09-11-2014 01:11 PM
Parameter estimates change sign.
Hi, any help/advice on this would be greatly appreciated. I counted the number of bats present at a site and want to see if any weather variables correlate with number of bats counted. I expect the parameters most likely to predict number of bats to be wind and temperature and the interaction between wind and temperature. Approximately 70% the count data consists of zeroes which are nights when no bats were counted. I expect number of bats to be high on nights with low winds and high temperature, to be lower during low winds and low temperatures and also lower during high winds and high temperatures. I ran simple Poisson GLMMs with Glimmix with year as a random variable and the overdispersion term _residual_ in the random statement due to a large proportion of zeroes in my count data. When I run a simple Bat Count = Wind model, wind is not significant (p=0.8) and the parameter estimate for wind is negative (as expected). When I run the model with Bat Count = Temperature, Temperature is not significant (p=0.2) and the parameter estimate for Temperature is positive (as expected). When I run the model Bat Count = Wind + Temperature, Wind (p=0.9) and Temperature (p=0.2) are not significant and their parameter estimates are negative and positive respectively (as expected). However, when I run the model Bat Count = Wind + Temperature + Wind*Temperature, Wind (p=0.008), Temperature (p=0.003) and Wind*Temperature (p=0.01) are significant but the parameter estimate for wind is now positive and the parameter estimate for the interaction is negative. However, when I plot the predicted count values of this model against the values for wind, the relationship between bat count and wind is negative even though the parameter estimate is positive.
I do not understand why the parameter estimate changes from negative (expected) to positive (not expected) and why Wind and Temperature alone were not significant. Could someone please enlighten me?
09-11-2014 10:31 PM
Several issues, but I will focus on interactions. Main effects are very hard to interpret when interactions are significant. You have to look at the whole deterministic part of the model. Lets assume independent predictors (not realistic). Your full model is
Y = a + bW + cT + dWT
For your case, Y is the log of the expected value (the link function for Poisson). But this model can be rewritten as:
Y = a + cT + (b + dT)W
So, in a sense, it doesn't matter that b is positive when you expect negative, What matters is the sign and magnitude of b+dT (the slope for W that depends on T). You have to look at b+dT at selected typical values of T. I expect this will be negative. But the point is that the effect of W on Y depends on T. a+cT become the intercept at selected Ts.
W and T likely are correlated, maybe strongly correlated. This can have a big effect on model fitting (parameter estimation). My simple interpretations above don't quite hold if T is related to W, so that one cannot consider them independently. But you get close.

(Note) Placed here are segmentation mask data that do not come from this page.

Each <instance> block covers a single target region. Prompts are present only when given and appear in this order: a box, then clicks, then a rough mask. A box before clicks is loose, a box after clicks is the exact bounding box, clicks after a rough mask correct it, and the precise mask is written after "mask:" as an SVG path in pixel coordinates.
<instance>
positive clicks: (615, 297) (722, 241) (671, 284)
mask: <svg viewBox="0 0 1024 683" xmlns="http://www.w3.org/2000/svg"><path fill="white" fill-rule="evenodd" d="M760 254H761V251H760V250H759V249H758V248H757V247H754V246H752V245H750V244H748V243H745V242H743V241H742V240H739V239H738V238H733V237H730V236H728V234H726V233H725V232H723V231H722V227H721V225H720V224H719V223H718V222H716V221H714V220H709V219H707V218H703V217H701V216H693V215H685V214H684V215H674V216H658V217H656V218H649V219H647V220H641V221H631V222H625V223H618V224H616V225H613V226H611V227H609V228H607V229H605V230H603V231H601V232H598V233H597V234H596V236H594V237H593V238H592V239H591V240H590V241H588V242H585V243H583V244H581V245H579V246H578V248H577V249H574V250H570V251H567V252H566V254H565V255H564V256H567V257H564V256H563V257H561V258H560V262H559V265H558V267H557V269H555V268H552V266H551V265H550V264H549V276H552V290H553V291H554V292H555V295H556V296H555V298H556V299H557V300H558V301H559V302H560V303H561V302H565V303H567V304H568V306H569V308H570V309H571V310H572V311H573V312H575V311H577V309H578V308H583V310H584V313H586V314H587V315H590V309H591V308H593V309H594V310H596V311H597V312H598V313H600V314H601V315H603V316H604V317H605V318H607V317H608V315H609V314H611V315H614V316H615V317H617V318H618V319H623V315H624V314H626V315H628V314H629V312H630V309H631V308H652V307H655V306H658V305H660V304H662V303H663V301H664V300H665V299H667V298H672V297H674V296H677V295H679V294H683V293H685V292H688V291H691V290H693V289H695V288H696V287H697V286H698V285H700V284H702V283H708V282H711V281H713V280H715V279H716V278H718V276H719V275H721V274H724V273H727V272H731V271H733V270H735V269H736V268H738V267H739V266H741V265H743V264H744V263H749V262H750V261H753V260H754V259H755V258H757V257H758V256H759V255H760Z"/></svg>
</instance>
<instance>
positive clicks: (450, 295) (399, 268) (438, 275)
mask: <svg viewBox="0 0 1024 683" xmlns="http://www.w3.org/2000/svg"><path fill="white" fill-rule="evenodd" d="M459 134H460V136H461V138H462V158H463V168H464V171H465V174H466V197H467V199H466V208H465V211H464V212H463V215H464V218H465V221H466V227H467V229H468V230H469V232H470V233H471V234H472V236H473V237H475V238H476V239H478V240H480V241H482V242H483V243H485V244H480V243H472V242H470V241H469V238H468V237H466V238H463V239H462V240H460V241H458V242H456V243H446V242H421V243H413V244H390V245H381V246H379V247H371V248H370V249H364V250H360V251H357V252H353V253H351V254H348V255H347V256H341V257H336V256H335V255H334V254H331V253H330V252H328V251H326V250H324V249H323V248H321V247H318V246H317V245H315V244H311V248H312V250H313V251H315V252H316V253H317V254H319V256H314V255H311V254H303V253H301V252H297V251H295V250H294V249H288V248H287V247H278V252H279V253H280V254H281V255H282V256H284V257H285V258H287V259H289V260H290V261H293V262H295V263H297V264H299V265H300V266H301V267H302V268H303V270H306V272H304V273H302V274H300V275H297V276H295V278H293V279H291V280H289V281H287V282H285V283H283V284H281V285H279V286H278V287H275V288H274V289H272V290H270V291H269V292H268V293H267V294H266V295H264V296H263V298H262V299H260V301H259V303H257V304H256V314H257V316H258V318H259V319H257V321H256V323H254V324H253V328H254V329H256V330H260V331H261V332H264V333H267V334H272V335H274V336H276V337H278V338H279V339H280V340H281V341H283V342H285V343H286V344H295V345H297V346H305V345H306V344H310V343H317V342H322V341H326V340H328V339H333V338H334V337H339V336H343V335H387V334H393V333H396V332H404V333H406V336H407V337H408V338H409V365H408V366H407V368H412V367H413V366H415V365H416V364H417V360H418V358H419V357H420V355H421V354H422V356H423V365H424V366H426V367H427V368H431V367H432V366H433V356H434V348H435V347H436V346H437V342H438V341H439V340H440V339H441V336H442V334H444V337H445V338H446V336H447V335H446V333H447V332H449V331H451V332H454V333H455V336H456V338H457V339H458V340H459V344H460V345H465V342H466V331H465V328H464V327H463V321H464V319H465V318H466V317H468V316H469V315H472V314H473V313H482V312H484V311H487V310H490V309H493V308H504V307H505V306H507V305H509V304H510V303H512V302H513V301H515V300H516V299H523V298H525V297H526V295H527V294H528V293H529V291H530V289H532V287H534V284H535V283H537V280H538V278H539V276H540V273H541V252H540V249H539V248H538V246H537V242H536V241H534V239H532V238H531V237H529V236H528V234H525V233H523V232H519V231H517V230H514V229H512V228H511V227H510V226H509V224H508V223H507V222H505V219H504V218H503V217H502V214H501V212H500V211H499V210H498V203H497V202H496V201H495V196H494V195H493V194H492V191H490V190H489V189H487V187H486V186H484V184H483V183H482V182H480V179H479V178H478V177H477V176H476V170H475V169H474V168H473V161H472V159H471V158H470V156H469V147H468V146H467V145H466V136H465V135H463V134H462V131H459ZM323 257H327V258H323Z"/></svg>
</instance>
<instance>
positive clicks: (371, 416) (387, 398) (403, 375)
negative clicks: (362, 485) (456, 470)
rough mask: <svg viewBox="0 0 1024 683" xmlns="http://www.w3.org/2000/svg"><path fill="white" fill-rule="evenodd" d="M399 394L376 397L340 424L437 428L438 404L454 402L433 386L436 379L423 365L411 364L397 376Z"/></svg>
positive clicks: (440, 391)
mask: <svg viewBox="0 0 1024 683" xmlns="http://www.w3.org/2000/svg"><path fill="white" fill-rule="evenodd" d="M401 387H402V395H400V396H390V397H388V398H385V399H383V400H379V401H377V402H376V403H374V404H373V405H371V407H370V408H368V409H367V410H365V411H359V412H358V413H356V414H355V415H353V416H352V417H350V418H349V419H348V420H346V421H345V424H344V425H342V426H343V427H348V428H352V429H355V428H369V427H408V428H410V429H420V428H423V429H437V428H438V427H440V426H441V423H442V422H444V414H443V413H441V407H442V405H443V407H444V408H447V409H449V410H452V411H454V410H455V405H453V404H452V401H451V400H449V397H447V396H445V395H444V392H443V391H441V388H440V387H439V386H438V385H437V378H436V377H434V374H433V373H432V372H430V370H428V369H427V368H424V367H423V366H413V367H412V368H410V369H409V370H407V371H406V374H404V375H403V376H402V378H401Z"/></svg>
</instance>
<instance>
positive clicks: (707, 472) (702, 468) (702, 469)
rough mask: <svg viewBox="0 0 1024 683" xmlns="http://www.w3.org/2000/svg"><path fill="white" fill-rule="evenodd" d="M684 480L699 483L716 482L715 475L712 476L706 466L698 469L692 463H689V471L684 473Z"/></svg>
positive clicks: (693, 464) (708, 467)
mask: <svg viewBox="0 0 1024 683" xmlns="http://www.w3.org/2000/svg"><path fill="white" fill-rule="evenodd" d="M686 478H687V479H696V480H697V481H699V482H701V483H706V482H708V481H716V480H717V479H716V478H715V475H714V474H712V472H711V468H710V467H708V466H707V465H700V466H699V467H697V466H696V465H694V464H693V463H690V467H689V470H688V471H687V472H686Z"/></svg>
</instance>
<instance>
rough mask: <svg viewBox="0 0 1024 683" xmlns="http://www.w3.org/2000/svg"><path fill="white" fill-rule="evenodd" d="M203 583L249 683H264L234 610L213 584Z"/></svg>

With a lot of 0s, I am not crazy about simple multiplicative adjustments for overdispersion. I suggest you try negative binomial instead. That way you could also use method=laplace, which allows you to determine goodness of fit.
09-12-2014 12:56 PM
I am not a GENMOD person, as I learned generalized linear models coming from a mixed models background, but this may be a case for using GENMOD. I don't see any random effects in this presentation. So I would try:
proc genmod data=yourdata;
model count=wind temperature wind*temperature/dist=negbin type3;
zeromodel wind temperature wind*temperature/link=logit;
Or, if you have SAS/ETS licensed, try PROC COUNTREG. Example 11.2 in the SAS/ETS 13.2 documentation gives a great step-by-step walk through of how to fit zero inflated models.